First-order headwater streams may be quantitatively important in terrestrial carbon (C) cycling both because they account for a majority of channel length and they transfer soil-derived CO2 to the atmosphere. However, few studies have quantified CO2 dynamics near the headwater springs. Spatial trends in CO2 concentrations were examined for six headwaters in the upper piedmont of NW South Carolina. Three of the watersheds had 95-100% forest cover, while the other three watersheds had 0-30% forest cover and 60-80% low density residential cover. Between June and September 2008, we collected samples along high-resolution transects with total lengths of 240 to 1800 m. Conductivity, pH, dissolved oxygen, and temperature were measured at each location. Samples were analyzed for major ions and dissolved organic C. Bicarbonate concentrations were calculated using the Gran method. Carbonate species concentrations and pCO2 were calculated from carbonate equilibria equations using measured bicarbonate and in situ pH and temperature. Additionally, one transect of 16 samples was collected for stable C isotope analyses of total dissolved inorganic C (DIC).

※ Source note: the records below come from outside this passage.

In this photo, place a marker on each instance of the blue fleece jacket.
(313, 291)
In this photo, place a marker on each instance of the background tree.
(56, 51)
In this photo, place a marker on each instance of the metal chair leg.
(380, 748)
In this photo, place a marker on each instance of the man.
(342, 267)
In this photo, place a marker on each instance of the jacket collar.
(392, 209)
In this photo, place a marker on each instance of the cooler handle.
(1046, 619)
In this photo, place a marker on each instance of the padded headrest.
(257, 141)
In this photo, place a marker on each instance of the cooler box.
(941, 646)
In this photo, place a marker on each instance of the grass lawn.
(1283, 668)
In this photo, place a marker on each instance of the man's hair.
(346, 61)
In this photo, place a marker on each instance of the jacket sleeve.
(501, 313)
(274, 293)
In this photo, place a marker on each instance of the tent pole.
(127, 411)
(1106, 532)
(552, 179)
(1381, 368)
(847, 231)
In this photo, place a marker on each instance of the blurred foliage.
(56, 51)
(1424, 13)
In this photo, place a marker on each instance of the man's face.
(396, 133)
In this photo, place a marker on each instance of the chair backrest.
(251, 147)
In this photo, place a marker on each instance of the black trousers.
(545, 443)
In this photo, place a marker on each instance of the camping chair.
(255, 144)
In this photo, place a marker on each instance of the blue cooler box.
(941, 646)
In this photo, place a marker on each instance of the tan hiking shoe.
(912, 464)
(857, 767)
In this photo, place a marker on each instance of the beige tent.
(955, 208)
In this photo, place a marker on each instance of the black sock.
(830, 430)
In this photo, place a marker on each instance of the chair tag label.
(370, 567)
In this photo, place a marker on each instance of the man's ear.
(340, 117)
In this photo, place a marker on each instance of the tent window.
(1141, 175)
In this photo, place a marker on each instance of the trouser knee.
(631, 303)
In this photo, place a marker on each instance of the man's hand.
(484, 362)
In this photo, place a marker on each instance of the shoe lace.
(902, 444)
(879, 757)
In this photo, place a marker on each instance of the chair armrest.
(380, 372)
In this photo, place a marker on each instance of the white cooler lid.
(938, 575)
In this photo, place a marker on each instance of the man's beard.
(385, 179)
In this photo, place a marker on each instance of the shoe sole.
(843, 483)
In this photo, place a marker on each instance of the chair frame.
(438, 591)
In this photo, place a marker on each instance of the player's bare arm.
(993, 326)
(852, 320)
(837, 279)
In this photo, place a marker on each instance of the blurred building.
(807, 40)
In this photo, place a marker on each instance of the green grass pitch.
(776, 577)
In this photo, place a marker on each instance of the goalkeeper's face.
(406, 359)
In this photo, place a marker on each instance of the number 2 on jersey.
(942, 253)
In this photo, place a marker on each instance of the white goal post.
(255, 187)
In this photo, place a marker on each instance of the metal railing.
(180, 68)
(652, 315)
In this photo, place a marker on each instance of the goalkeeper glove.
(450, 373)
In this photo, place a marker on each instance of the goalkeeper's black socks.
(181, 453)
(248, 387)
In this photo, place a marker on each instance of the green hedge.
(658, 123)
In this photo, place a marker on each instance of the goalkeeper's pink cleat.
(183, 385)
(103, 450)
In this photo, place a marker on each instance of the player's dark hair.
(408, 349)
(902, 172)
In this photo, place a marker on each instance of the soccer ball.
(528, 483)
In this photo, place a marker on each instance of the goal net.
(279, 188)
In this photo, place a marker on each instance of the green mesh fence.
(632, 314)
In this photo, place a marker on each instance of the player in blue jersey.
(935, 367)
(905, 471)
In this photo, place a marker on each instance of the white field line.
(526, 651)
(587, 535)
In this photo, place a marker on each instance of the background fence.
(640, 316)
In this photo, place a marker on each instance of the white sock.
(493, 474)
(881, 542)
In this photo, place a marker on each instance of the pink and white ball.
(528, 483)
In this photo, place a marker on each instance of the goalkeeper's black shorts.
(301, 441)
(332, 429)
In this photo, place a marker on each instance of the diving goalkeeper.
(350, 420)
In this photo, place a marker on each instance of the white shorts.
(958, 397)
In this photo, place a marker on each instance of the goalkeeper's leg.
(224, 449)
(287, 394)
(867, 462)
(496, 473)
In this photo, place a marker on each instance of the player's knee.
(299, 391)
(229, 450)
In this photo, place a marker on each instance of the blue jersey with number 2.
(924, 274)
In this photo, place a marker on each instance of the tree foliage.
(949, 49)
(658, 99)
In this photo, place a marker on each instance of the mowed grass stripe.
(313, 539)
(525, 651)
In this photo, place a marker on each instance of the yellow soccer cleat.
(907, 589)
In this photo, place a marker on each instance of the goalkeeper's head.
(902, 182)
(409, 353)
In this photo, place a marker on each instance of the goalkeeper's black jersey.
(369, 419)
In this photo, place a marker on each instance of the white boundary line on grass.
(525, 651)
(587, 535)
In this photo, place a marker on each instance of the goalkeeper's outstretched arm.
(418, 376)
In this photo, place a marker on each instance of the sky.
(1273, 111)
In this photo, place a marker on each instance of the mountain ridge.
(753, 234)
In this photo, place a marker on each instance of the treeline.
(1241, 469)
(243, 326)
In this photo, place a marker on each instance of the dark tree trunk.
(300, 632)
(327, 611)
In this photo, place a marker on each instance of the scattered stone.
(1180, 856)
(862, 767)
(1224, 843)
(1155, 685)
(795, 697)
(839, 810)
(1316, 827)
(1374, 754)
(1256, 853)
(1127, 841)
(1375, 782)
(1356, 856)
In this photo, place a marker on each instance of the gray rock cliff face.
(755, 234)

At all streams, the partial pressure of CO2 (pCO2) was highest at the source spring (141 to 3317 times atmospheric pCO2) and declined with distance downstream. The mean distance required for pCO2 to decline by 85% of its source value (zone of rapid decline, ZRD) was 36.7 m for the forest streams and 112 m for urban streams. For the isotope transect, δ13C increased from -19.3‰ at the source to -16.1‰ at 60 m (the end of the ZRD) suggesting degassing of CO2 and increasing contributions of bicarbonate to DIC. Concurrently, pH rose from 4.89 to 6.13, and pCO2 declined from 79,400 to 5,586 µatm. However, concentrations of bicarbonate, chloride, and sodium varied by less than 0.1%, 3.1%, and 5.2% respectively, suggesting that dilution was not a factor controlling pCO2 decline in the ZRD. This pattern was observed in the ZRD for all 6 streams. Isotopic data indicates soil respiration is the source of CO2 in these headwaters. Such rapid pCO2 declines suggest that the reaches near headwater springs are biogeochemical hotspots for CO2 degassing and may represent a large soil to atmosphere flux.